Recently, both wireless communications technology and the performance of small devices have developed exponentially, while the number of services using various types of Internet of Things (IoT) devices has also massively increased in line with the ongoing technological and environmental changes. Furthermore, ever more devices that were previously used in the offline environment-including small-size sensors and CCTV-are being connected to the Internet due to the huge increase in IoT services. However, many IoT devices are not equipped with security functions, and use vulnerable open source software as it is.
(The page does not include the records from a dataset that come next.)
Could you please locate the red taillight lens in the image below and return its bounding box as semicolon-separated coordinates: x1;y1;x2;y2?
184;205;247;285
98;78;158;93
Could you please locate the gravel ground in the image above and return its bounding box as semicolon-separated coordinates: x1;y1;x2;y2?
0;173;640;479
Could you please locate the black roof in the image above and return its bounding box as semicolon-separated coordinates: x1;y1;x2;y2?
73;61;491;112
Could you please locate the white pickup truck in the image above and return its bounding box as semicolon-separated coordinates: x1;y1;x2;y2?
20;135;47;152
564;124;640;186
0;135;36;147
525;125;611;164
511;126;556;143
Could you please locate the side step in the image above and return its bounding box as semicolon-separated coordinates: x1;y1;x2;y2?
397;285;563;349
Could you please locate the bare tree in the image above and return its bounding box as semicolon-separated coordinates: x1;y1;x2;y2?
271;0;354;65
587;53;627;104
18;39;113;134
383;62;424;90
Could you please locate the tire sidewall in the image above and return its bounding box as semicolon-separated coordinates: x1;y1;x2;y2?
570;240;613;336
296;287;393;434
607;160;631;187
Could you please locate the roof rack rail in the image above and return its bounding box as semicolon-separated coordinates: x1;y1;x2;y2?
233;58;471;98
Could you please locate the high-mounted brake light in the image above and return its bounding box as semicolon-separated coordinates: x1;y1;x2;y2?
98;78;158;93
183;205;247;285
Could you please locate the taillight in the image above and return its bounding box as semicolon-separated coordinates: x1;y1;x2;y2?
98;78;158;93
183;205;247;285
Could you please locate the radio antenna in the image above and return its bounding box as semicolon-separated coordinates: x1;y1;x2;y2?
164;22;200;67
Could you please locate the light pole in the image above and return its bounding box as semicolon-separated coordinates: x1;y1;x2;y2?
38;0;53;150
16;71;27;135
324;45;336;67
In addition, conventional network equipment, such as switches and gateways, operates with vulnerabilities, because users tend not to update the equipment on a regular basis. Recently, the simple vulnerability of IoT devices has been exploited through the distributed denial of service (DDoS) from attackers creating a large number of botnets. This paper proposes a system that is capable of identifying Internet-connected devices quickly, analyzing and managing the vulnerability of such devices using Internet-wide scan technology. In addition, the vulnerability analysis rate of the proposed technology was verified through collected banner information. In the future, the company plans to automate and upgrade the proposed system so that it can be used as a technology to prevent cyber attacks.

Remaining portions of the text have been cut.